Midwest Digs Out From Winter Storm
Jan. 03, 1999
CHICAGO (AP) _ Chicagoans dug out from their biggest snowstorm in more than 30 years Sunday while thousands of already delayed travelers across the Midwest waited for airlines to get their planes de-iced and back in the air.
About 22 inches of snow had piled up from Chicago across northern Indiana as the storm spread snow, ice, slush and rain from the Missouri Valley to the East Coast.
``I think Old Man Winter can just go away now and give us 80-degree weather. He made his point,'' Karen Erickson said after finding her car covered by a snow drift in Fond du Lac, Wis., 60 miles north of Milwaukee.
At least 23 deaths had been blamed on the storm, 10 of them in Illinois.
Chicago's Lakeshore Drive reopened and pavement was clean on many other main arteries. However, public and Catholic school classes were canceled for Monday.
``It's going real well considering that 24 hours ago we were in the second-worst snowstorm in Chicago history,'' said Terry Levin, a spokesman for the city, which put more than 700 pieces of snow-fighting equipment on the streets. The city's record is 23 inches, set in 1967.
However, U.S. Rep. Bobby Rush, who's running against Mayor Richard Daley in February, complained that crews concentrated on neighborhoods with more white residents.
``This is not about politics,'' Daley responded.
The city's delay in plowing away the 18.8 inches that fell in 1979 was blamed for Jane Byrne's upset victory over incumbent Mayor Michael Bilandic in that year's Democratic primary.
The ice and blinding, wind-driven snow created havoc for air travelers through the entire weekend.
At Chicago's O'Hare International Airport, the nation's busiest, United, American and most other airlines canceled the bulk of their flights Saturday. And on Sunday _ expected to be one of the busiest travel days of the year _ United canceled 60 percent of its flights out of Chicago and American canceled at least half, according to officials at the airport's two largest carriers.

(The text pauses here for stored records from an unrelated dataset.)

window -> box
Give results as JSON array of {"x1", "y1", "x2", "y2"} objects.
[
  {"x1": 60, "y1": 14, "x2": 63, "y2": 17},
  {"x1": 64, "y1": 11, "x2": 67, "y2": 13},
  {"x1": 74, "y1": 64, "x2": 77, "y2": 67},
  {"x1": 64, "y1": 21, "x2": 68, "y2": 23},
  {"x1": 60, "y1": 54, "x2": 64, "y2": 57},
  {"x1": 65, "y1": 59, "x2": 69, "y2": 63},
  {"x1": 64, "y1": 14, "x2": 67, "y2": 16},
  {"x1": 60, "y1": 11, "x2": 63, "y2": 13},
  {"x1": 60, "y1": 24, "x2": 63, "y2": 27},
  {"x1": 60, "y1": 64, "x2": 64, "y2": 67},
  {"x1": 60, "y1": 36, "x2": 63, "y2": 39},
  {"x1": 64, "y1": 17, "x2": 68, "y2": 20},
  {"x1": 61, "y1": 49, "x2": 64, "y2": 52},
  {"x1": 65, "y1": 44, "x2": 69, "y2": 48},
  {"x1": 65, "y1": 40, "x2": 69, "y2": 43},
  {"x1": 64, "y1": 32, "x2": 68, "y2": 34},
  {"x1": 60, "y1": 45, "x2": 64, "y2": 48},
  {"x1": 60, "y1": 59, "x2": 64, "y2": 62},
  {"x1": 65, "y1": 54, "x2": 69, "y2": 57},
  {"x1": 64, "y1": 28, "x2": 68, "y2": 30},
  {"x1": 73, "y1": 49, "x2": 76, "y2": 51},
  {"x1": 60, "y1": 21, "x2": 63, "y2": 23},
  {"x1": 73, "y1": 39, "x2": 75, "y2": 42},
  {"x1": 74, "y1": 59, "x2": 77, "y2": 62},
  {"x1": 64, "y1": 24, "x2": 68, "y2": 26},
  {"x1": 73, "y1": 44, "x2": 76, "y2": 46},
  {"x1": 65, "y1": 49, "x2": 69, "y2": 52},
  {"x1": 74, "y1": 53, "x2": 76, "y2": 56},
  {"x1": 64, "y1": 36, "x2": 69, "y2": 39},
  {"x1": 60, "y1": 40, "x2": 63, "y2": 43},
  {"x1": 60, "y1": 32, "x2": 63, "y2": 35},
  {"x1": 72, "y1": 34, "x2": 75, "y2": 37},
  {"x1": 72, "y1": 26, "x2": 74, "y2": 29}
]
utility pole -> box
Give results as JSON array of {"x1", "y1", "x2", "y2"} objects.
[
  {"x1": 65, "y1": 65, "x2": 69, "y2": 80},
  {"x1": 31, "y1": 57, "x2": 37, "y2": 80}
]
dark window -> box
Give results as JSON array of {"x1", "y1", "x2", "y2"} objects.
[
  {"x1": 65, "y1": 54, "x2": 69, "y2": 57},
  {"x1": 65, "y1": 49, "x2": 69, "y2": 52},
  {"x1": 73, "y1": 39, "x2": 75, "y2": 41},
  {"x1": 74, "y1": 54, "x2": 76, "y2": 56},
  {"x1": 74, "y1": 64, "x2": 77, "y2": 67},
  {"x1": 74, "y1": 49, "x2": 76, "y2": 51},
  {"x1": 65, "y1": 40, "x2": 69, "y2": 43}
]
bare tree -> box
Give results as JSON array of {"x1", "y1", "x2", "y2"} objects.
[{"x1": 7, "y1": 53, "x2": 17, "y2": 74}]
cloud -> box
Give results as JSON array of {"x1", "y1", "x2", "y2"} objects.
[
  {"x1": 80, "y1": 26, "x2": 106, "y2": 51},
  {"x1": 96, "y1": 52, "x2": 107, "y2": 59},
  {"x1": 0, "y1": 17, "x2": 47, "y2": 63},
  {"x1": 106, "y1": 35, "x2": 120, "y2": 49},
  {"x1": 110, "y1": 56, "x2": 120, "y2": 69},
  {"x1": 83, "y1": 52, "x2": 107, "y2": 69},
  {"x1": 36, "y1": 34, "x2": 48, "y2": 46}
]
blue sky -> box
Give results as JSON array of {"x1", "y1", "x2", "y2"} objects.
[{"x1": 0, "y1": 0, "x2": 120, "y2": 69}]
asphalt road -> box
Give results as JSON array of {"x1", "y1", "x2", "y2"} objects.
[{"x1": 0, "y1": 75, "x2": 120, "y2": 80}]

Sherri Gilbert waited in a line the length of two football fields at O'Hare's United terminal. She had been trying to get home to Springfield, Mo., from Portland, Maine, since Friday night and her chances of making a flight Sunday were grim.
``I won't get through this line before my flight leaves,'' said Gilbert, one of the lucky ones who got a hotel room near O'Hare Saturday night. ``I told my husband one more day and I'm going to have to go shopping in Chicago.''
The effects of Chicago's woes spread far beyond the city.
``Everyone wants to go to Chicago to get somewhere else,'' said Kathy Tremmel of Harlan, Iowa, who was stuck at Omaha's Eppley Airfield trying to catch a connecting flight in Chicago to take her to London.
Indianapolis International Airport closed overnight for the first time in 20 years. Milwaukee's Mitchell International Airport reopened Sunday after being shut down overnight.
Flight cancellations at Detroit Metropolitan Airport left travelers sacked out in booths at Mike & Pat's Bar & Deli _ which advertised ``Best view of the snow inside the airport'' _ while others slept in an airport mezzanine. The airport doled out about 2,000 pillows and 2,200 blankets, airport spokesman Mike Conway said.
``It was like one big pajama party,'' said Donna Brigman. She and her 13-year-old daughter returned to Detroit on Saturday from a Florida vacation _ they swam with dolphins in temperatures in the 80s _ but couldn't find a way home to Ypsilanti, just 20 miles away.
The 10 to 15 inches of snow that blanketed the Detroit metropolitan area was the most from a winter storm since Jan. 6, 1994, the National Weather Service said.
A 130-mile stretch of Interstate 65 in northwestern Indiana was reopened Sunday after being closed for about 20 hours, but 10 cities and 44 of the state's 92 counties still banned unnecessary travel. Drifts more than 2 feet high closed the South Shore Railroad, which carries over 12,000 daily commuters from northwestern Indiana to Chicago.
``The roads were like ice,'' said John Rawlings, who spent the night with 200 other travelers at Faith Baptist Church near Lafayette, Ind., after his van slid off I-65. ``The wind just picked it up and put it in the ditch.''
On Sunday, the storm spread ice on parts of the Northeast. Ice was blamed for a 50-car pileup on New York's Grand Central Parkway, and 22 cars and a truck were caught in a chain-reaction wreck on I-80 in New Jersey.